Any request will automatically get forwarded to the publicity department.

           This is not hopeful.  What we wanted was a name and preferably a title, like Minor Marketing Gnome in Charge of Dubious Projects.  So if all three and a half of you British readers out there want to make a dent, I’m afraid you’ll have to get organised as well as strident.  One or two polite emails isn’t going to wake anybody up, let alone grab their attention.  I have no idea how many emails and how many signatures you’d need–anybody out there know more about this than I do?–but, you know, more than several.  And don’t worry, I’m more than happy not to come up to London to do a signing where the only two people who show up are the two people who wrote all those emails/letters on all those different computers/from different e-addresses.  Well, no, if it’s southdowner it will be one person and a dog. ***

* * *

* One of you unnervingly frisky types

** friskily

 *** Or possibly eleven dogs.

Sunshine

img_0633jpgsmall.jpg

I had a terrible time trying to take a photo without the flash reflecting blindingly off the shiny cover, so please don’t point out that it’s not in perfect focus or that it’s at a funny angle:  it’s the best I could manage.  (And the yellow in the upper lefthand corner is part of the illustration.)  And it was supposed to go up yesterday when the book arrived, and I was at the mews for supper . . . and the camera battery died about three dazzle-glare attempts in.  ARRRRRRGH.  The battery charger being back at the cottage, of course, not to mention that it takes about three hours to recharge and I didn’t have three hours.  But that does explain why I was blogging late last night, even for me:  I had planned writing a nice little short entry, buttressed by a photograph.  But noooooo.

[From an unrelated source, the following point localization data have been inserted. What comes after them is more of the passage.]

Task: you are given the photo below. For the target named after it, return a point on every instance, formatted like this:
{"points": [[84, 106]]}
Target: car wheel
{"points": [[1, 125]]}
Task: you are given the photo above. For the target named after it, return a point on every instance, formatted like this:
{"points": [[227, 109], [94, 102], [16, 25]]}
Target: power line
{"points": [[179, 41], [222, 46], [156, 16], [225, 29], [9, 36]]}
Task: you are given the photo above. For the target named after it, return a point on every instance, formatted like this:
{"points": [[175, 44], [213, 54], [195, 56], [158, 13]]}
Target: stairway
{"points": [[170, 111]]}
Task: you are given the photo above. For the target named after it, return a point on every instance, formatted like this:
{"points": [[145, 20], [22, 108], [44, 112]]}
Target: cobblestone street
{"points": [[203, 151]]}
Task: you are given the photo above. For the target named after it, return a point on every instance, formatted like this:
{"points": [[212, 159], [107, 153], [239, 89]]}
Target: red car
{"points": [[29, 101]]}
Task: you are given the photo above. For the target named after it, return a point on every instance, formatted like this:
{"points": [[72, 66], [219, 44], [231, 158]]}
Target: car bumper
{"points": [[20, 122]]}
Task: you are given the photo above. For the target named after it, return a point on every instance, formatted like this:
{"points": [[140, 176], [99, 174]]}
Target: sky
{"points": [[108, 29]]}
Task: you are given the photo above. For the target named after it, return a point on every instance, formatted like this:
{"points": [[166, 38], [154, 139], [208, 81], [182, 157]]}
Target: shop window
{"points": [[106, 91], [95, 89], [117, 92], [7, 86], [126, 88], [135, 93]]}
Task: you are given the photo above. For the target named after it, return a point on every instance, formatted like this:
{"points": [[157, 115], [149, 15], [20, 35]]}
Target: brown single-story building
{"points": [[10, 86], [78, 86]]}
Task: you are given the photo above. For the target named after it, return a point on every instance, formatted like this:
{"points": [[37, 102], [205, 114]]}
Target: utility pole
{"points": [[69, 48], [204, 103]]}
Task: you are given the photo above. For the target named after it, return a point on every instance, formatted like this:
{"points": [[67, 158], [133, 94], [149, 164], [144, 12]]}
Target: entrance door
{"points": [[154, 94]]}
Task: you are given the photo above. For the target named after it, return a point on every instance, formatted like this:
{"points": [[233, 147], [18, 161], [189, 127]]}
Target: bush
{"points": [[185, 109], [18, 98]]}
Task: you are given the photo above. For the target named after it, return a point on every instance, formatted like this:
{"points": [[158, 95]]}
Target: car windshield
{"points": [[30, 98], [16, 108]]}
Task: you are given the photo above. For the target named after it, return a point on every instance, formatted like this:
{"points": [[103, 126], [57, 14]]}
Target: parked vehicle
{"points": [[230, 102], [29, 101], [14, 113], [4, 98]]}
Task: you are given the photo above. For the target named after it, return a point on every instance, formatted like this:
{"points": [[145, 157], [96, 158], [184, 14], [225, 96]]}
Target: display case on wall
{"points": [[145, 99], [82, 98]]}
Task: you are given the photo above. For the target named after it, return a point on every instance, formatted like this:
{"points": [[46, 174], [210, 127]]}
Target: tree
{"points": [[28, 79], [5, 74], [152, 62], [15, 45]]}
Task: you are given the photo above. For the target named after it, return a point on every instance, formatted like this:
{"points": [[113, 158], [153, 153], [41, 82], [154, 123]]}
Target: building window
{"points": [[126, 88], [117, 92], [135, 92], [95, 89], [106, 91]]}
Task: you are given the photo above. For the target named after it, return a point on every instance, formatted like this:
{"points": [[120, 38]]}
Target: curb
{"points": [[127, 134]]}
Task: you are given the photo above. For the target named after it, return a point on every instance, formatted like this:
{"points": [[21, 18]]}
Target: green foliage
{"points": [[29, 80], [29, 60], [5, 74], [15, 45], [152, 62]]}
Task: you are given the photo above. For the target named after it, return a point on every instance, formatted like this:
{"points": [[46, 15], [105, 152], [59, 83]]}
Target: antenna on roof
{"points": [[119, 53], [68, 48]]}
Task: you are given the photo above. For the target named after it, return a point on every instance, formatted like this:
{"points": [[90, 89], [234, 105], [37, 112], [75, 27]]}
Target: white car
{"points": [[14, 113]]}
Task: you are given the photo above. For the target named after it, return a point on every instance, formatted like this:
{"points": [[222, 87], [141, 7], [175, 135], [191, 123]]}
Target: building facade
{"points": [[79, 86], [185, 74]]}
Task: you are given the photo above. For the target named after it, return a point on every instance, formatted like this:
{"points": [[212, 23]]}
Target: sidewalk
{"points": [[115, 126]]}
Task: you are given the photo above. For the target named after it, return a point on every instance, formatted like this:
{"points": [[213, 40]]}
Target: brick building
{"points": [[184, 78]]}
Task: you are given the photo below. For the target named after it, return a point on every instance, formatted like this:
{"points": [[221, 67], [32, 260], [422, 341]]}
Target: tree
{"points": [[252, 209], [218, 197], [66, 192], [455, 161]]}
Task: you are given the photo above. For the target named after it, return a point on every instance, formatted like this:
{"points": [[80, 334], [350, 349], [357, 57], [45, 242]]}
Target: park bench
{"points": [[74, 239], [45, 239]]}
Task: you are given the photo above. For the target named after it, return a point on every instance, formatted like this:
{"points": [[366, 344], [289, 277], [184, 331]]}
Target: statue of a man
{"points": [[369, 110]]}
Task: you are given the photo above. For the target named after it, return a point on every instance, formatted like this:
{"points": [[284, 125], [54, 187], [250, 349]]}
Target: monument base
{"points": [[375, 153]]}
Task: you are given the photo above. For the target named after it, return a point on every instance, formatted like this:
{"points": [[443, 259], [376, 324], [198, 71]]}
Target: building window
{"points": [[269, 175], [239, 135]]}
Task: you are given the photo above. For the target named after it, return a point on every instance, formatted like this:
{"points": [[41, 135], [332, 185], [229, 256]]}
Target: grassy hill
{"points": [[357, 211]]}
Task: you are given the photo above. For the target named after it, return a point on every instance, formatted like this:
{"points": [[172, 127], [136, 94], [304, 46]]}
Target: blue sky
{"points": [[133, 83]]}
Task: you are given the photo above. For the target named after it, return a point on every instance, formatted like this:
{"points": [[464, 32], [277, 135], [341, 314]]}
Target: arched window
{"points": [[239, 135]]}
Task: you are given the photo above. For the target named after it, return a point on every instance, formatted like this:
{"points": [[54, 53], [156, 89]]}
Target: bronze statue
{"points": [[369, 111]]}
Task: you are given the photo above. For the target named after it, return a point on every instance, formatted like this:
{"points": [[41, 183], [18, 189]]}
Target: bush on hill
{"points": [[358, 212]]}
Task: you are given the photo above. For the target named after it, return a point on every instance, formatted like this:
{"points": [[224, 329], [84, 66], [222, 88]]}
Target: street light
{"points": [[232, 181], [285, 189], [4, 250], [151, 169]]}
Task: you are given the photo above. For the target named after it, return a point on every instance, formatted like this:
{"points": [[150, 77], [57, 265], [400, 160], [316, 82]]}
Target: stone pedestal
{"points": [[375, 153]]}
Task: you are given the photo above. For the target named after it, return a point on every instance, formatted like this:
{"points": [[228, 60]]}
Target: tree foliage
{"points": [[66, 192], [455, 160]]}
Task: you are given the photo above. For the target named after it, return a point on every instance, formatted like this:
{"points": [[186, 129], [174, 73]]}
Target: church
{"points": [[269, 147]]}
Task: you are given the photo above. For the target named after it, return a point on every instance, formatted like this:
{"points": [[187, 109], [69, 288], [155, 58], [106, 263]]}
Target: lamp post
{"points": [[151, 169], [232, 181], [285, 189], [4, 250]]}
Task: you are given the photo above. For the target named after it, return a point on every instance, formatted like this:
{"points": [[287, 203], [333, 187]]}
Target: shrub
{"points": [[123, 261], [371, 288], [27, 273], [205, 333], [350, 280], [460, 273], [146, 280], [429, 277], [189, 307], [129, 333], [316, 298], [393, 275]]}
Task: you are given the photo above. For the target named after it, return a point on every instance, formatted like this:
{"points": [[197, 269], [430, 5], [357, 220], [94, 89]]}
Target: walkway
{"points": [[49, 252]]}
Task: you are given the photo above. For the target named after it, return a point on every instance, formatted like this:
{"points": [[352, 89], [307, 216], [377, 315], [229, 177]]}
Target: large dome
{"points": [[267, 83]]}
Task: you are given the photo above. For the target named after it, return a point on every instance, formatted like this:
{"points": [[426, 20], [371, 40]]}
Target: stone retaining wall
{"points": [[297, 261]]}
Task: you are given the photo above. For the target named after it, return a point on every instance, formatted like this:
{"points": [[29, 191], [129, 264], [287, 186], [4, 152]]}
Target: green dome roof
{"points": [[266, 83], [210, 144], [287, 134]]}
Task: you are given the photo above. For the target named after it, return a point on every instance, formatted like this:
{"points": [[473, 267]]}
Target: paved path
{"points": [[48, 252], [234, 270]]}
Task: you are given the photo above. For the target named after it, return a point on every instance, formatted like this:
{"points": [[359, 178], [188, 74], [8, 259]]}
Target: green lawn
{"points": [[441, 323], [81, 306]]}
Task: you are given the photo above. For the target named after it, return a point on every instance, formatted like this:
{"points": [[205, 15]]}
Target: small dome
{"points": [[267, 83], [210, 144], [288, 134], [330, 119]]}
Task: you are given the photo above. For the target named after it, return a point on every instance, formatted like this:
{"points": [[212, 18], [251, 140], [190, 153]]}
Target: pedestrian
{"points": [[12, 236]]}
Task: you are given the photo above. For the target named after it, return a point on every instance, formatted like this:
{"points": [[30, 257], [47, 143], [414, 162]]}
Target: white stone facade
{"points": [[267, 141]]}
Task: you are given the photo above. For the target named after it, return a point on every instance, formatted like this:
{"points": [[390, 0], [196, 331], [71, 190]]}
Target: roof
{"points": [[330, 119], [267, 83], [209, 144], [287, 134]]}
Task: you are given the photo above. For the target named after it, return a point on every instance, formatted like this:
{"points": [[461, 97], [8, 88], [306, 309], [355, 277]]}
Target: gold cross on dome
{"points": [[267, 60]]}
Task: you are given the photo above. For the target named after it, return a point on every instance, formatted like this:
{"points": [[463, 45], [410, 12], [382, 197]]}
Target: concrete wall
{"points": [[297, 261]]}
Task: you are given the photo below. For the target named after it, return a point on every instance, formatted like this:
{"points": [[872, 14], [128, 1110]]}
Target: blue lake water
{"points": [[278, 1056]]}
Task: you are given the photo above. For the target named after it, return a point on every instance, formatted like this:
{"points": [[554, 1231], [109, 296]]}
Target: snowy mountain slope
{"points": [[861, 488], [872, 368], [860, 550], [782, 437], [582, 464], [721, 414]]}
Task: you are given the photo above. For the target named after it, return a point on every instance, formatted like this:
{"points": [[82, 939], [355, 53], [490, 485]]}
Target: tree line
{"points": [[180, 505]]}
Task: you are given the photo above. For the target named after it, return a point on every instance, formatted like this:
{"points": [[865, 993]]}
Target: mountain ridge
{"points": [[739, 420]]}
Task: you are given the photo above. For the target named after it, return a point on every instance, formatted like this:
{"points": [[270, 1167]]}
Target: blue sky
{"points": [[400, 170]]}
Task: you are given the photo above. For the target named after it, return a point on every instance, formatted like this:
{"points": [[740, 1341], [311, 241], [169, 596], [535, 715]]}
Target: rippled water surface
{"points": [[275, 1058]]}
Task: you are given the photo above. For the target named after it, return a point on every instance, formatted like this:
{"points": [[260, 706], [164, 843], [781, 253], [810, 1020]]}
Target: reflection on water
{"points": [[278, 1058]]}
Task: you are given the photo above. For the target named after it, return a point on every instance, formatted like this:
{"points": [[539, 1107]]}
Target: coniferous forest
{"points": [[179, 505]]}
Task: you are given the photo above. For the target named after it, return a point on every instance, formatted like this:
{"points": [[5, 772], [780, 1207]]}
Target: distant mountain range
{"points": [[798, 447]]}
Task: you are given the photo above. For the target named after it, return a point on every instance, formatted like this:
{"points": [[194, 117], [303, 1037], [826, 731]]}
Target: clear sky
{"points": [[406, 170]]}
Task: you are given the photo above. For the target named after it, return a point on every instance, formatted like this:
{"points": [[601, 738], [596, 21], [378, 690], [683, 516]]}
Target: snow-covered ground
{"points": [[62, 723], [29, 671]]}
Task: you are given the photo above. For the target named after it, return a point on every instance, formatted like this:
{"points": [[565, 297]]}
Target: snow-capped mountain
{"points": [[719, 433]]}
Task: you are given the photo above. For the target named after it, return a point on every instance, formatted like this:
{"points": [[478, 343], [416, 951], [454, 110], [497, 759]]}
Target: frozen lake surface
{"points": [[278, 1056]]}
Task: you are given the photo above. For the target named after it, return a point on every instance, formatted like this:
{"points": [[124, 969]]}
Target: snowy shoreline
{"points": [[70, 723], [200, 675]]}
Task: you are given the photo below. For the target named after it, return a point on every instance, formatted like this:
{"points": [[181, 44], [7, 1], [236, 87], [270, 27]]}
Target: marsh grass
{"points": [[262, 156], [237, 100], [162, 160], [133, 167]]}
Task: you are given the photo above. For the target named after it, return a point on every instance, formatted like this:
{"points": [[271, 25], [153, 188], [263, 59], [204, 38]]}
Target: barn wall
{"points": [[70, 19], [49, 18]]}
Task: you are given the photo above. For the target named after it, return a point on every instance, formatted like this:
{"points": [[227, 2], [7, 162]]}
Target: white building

Anyway.  Here she is, in her reissued glory, although this is another sneaky advance copy, and she’s not available till September either.  This is the UK edition;  I assume the US will be identical, barring the odd tag line* and choice of quote.**  I like it better than I thought I was going to.  In fact it’s pretty cool, in spite of the babe.  It’s also–which you can’t see from the photo–a nice trim size and a nice heft in the hand, and it has a good legible typeface.  Big hurrah.

* * * 

* Can’t remember what the official publishing lingo is for it, but tag line will do.  Publishing loves tag lines.  I think they’re idiotic, myself, but some of them are more grotesque than others.  This one is fairly inoffensive, as these things go, although it still makes me want to say, yeah, yeah, yeah, and you do know that the earth orbits around the sun and allowing for a little seasonal variation it gets dark every night?  I was spared a really epicly inappropriate tag line once that I’d even seen in roughs of the jacket–I don’t always see everything:  I didn’t see this one for SUNSHINE–and had kicked and screamed, and they just raised their voices and told me they knew best.  And then at the last minute someone noticed that Disney had already used it and if they did too they’d get their butts sued off.  They were all so demoralised by this that my book and I escaped with no tag line whatsoever.  Hee hee hee hee hee hee.

** ‘SF horror romance’??  Okay, we’re going for inclusive here.  What about ‘with baked goods’?